L’année dernière, j’abordai la diététique du carême. Alors que je n’ai pas eu la foi avec le lait maternel, l’Esprit Saint vient de passer. Me voici, catholique, pleinement, confirmé, pétant le feu et fortifié, descendu des étagères du bon Dieu. J’aimerais à présent envisager le carême comme un exercice spirituel. Oui, sucer des glaçons, déjeuner de quinoa et se sustenter de carottes, c’est bien ; renoncer à la carne et au jaja, c’est heureux ; mais se mettre au désert, le cœur à nu, méditer sa faiblesse, s’approcher des moments cruciaux de notre Seigneur Jésus Christ, ressemble, en profondeur, à l’abysse de la mer face à l’écume. Duc in altum. Telle est notre entreprise. Le tiramisu est, à la lettre, ce qui fait monter au ciel. Avant la montée de notre Seigneur, il y a la vie ici-bas, les dernières semaines, les derniers jours, les dernières heures, l’heure utile, la seconde et la mort ; réglons notre assiette morale et spirituelle sur ces instants et prenons les dispositions pour se bien préparer à cette course christique.

La liturgie catholique ne laisse pas d’être grandiose. Elle est l’actualisation des mystères de notre foi, mystères dont la vertu est rendue présente par la célébration des sacrements. La liturgie, c’est Jésus rendu présent dans ses mystères.
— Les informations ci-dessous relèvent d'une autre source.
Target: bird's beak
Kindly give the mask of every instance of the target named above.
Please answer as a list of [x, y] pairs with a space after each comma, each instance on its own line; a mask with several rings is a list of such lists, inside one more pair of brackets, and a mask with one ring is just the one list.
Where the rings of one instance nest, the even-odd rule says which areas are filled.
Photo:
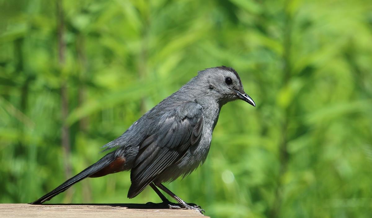
[[256, 107], [256, 104], [254, 103], [254, 102], [253, 101], [253, 100], [251, 97], [249, 97], [249, 96], [245, 93], [244, 94], [238, 91], [235, 90], [235, 89], [234, 90], [235, 91], [235, 92], [236, 92], [238, 96], [239, 96], [239, 97], [241, 99], [249, 103], [250, 104], [253, 105], [253, 107]]

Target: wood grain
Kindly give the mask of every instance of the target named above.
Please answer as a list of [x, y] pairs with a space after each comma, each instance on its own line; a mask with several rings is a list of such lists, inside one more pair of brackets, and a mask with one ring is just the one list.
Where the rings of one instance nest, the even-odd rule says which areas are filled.
[[144, 204], [0, 204], [0, 217], [206, 218], [196, 210], [156, 209]]

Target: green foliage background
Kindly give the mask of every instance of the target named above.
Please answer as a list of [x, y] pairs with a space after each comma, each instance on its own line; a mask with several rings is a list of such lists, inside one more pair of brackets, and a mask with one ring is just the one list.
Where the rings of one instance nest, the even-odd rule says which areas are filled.
[[[62, 19], [55, 1], [0, 0], [0, 202], [55, 187], [198, 70], [224, 65], [257, 106], [224, 106], [206, 162], [169, 189], [214, 217], [370, 217], [369, 1], [61, 2]], [[130, 183], [89, 179], [49, 202], [160, 202], [148, 188], [127, 199]]]

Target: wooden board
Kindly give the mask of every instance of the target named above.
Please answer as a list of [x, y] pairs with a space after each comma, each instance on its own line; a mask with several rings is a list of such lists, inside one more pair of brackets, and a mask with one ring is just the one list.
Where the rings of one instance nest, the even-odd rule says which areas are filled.
[[0, 204], [0, 217], [206, 218], [196, 210], [155, 209], [145, 204]]

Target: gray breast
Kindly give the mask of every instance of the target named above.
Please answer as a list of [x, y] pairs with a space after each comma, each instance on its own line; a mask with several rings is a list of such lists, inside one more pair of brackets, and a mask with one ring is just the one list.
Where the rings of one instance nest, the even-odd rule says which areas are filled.
[[[218, 105], [216, 105], [218, 107]], [[206, 111], [203, 108], [204, 124], [203, 135], [198, 145], [191, 147], [185, 156], [174, 164], [171, 165], [156, 179], [155, 182], [166, 182], [174, 181], [180, 176], [186, 176], [193, 171], [205, 161], [209, 151], [212, 133], [218, 119], [219, 107], [211, 107]], [[209, 110], [212, 110], [212, 112]]]

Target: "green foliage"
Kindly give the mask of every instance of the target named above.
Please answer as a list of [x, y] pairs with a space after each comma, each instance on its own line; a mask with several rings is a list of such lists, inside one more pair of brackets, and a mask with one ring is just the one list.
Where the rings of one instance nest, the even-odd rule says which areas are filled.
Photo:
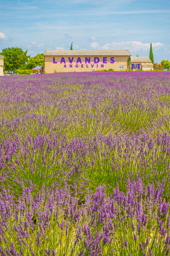
[[15, 73], [19, 75], [30, 75], [31, 73], [31, 69], [17, 69], [15, 71]]
[[35, 68], [36, 66], [44, 65], [44, 57], [43, 53], [38, 54], [34, 57], [31, 58], [28, 62], [27, 65], [27, 68], [28, 69], [31, 69]]
[[161, 63], [153, 63], [153, 69], [155, 70], [163, 70], [164, 69], [163, 68]]
[[105, 71], [106, 72], [108, 72], [110, 71], [114, 71], [114, 70], [113, 69], [109, 69], [108, 70], [106, 70], [106, 69], [104, 70], [104, 71]]
[[17, 47], [3, 49], [0, 55], [4, 56], [4, 70], [14, 71], [26, 68], [26, 63], [30, 58], [30, 55], [27, 56], [27, 50], [24, 52]]
[[130, 57], [129, 57], [129, 58], [128, 59], [128, 68], [129, 70], [130, 69], [130, 67], [129, 66], [129, 65], [131, 60], [131, 59], [130, 58]]
[[154, 61], [153, 60], [153, 53], [152, 52], [152, 43], [151, 43], [151, 46], [150, 47], [150, 54], [149, 54], [149, 58], [153, 64]]
[[71, 44], [71, 47], [70, 48], [70, 50], [73, 50], [73, 42], [72, 42], [72, 44]]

Pendant ce temps-là du carême, la liturgie sèche, sobre, froide, remet le fidèle à sa place de créature pécheresse. Depuis notre ancêtre Adam, nous sommes tombés, nous sommes les fruits gâtés du jardin d’Eden, tombés car trop mûrs, trop lourds. Il faut donc que nous soyons raccords avec l’idée de la chute. Louis Ferdinand Céline, dans un ouvrage qu’on ne peut pas citer, disait volontiers que le catholicisme à la différence du communisme, religion moderne, ne flatte pas les hommes. L’homme est un étron, il restera un étron, et, s’il fait des efforts, peut-être qu’il le sera un peu moins. Le communisme jusque dans son Credo flatte les damnés de la terre tandis que le catholicisme tout en les aimant, les enjoint à l’exercice, à la vie dévote, à l’imitation, au chemin de perfection, à l’échelle sainte. Souvenez-vous de cette fresque étonnante au couvent Sant’Andrea in Polesine de Ferrare où l’on voit le Christ monter sur la croix à l’aide d’une échelle, de son plein gré, non point forcé mais de bon cœur. L’exercice du carême va dans ce sens : monter par l’échelle jusqu’à la croix, jusqu’à la sublime folie du Crucifié, de notre plein gré.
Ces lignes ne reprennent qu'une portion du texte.